The Half Moon has existed as a live venue since the early 60s. The Police, U2 and Van Morrison have all reportedly played there and it’s rumoured that once upon a time even Frank Sinatra popped in for a jam after a show.
Robert Harrison took over the venue in 2006. He’d worked in bars and venues since the early 90s and after starting out at the Tea Rooms Des Artiste in Clapham opened The Dogstar – often regarded as the first DJ Bar – in Brixton in 1995.
Since taking over, Harrison has transformed The Half Moon in terms of both a pub and as a live venue. Though the building always had an impressively grand exterior – all the stained-glass finery of a traditional Victorian pub – the interior was in need of a makeover.
Nowadays the bar area is immaculate, with polished wood floors and ornate detail that includes chandeliers, gilding and stained glass as well as a host of other period features.
And the refurbished stage area means The Half Moon is a decent sized venue too. A back room off one of the main bar areas, it has a capacity of around 200 but has the kind of intimate feel that means it wouldn’t feel empty with a much smaller crowd.
And with good PA and lighting systems and great acoustics, the venue is starting to attract more and more credible bands and a few regular monthly nights too.
“It’s a lovely surprise in the back room of a pub,” says Harrison. “It works with 200 or 20. It doesn’t shout or blow it’s own trumpet, but when it does it sounds sweet.”
And what have been the highlights of the live stuff so far? “Tymonn Dogg was a revelation to me,” he says, “not knowing anything about him before he played.

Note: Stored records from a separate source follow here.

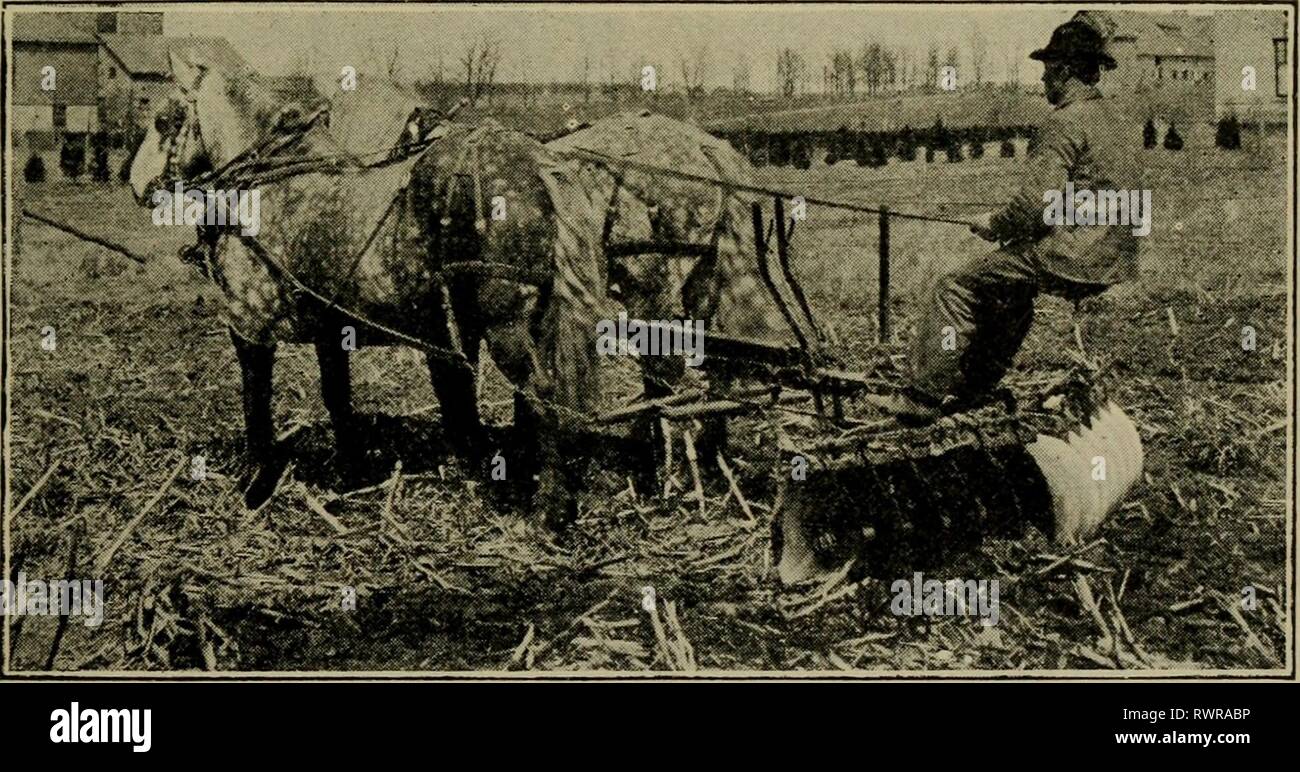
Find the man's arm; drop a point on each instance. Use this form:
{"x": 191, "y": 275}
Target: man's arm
{"x": 1021, "y": 220}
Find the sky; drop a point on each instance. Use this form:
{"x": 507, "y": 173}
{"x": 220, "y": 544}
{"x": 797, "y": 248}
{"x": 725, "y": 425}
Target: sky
{"x": 544, "y": 43}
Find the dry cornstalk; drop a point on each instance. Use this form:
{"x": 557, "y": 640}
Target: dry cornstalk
{"x": 693, "y": 460}
{"x": 735, "y": 489}
{"x": 107, "y": 555}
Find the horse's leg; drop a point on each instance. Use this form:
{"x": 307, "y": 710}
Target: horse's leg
{"x": 256, "y": 363}
{"x": 337, "y": 393}
{"x": 455, "y": 386}
{"x": 536, "y": 421}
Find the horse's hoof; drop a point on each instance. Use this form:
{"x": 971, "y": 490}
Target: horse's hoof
{"x": 261, "y": 481}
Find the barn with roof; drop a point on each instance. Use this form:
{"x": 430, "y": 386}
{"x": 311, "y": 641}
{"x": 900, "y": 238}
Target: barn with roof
{"x": 134, "y": 70}
{"x": 1156, "y": 50}
{"x": 109, "y": 70}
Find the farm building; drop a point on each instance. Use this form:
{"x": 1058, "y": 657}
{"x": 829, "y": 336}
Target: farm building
{"x": 1186, "y": 68}
{"x": 1253, "y": 38}
{"x": 134, "y": 73}
{"x": 55, "y": 63}
{"x": 108, "y": 69}
{"x": 1156, "y": 50}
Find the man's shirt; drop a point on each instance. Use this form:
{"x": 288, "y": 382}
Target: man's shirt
{"x": 1088, "y": 143}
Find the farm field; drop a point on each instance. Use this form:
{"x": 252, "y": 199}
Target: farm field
{"x": 450, "y": 576}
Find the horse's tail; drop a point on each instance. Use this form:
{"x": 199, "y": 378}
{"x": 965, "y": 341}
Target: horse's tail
{"x": 577, "y": 294}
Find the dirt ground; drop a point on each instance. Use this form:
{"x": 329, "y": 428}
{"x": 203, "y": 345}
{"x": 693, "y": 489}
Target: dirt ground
{"x": 450, "y": 576}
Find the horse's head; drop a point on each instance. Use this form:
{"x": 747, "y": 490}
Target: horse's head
{"x": 202, "y": 124}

“Miss Paloma Faith was fabulous too. But the best so far for me has to be Turin Brakes in 2006. It was packed to the rafters and and they were an excellent live band.”
One of the new regular nights at The Half Moon is Feeding Time. Held on the last Saturday of each month by Rod and Jake from Dazed and Confused Magazine, it’s a cutting-edge indie/electro showcase that is gaining in popularity and developing a reputation for good music (recent acts to appear include John and Jehn and Let’s Wrestle) and a good crowd. Added to this there’s Folk At The Moon on a Friday – a monthly indie-folk night which has seen Indigo Moss play recently – and regular open mic sessions.

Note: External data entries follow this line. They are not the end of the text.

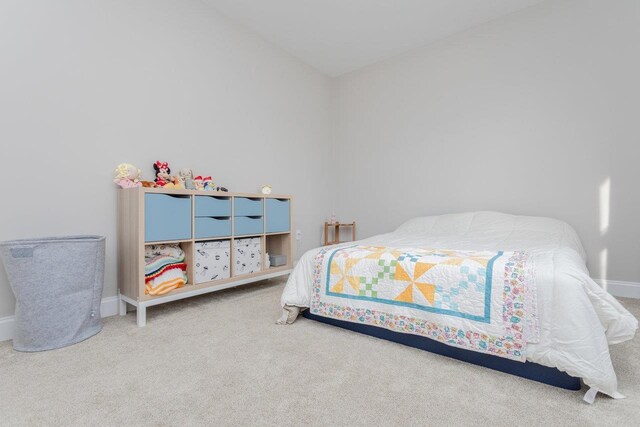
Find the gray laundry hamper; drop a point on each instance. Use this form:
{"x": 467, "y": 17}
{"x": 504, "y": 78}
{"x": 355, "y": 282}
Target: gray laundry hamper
{"x": 57, "y": 283}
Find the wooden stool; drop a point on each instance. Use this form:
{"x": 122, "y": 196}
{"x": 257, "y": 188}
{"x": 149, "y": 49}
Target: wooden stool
{"x": 336, "y": 232}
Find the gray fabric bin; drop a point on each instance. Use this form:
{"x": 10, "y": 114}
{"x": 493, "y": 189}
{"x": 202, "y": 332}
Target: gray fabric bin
{"x": 57, "y": 283}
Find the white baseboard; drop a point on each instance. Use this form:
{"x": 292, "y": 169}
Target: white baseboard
{"x": 619, "y": 288}
{"x": 108, "y": 307}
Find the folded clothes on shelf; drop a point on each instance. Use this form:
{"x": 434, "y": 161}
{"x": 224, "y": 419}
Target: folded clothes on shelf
{"x": 165, "y": 269}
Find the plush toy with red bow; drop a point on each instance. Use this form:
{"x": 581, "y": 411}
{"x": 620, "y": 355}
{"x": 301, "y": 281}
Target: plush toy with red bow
{"x": 207, "y": 183}
{"x": 163, "y": 173}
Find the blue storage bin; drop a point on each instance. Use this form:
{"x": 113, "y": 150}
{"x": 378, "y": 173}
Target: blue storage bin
{"x": 244, "y": 225}
{"x": 213, "y": 206}
{"x": 243, "y": 206}
{"x": 277, "y": 215}
{"x": 207, "y": 227}
{"x": 166, "y": 217}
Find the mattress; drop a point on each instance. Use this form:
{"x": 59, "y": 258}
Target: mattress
{"x": 576, "y": 320}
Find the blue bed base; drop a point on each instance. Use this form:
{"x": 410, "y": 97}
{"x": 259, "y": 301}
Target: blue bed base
{"x": 529, "y": 370}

With such a thriving calendar of events and regular flow of great music, you’d think Robert Harrison would be jubilant about the future of The Half Moon, but as an experienced pro it seems he doesn’t take anything for granted…
“The pub is a listed building,” he tells me. “So they won’t be building flats anytime soon.
“However the economy is struggling and London is such an expensive city to live in, I worry that we will loose much of the vibrancy and creativity that we have seen in the past.
“Young people will be forced to move further out of London. You only have to look at the Kings Road to see how corporate we are getting; I don’t see anyone doing anything to challenge this trend. “I remember when I was in Brixton, there was always so much going on… parties every weekend, it doesn’t seem the case now. Maybe I’m getting old.”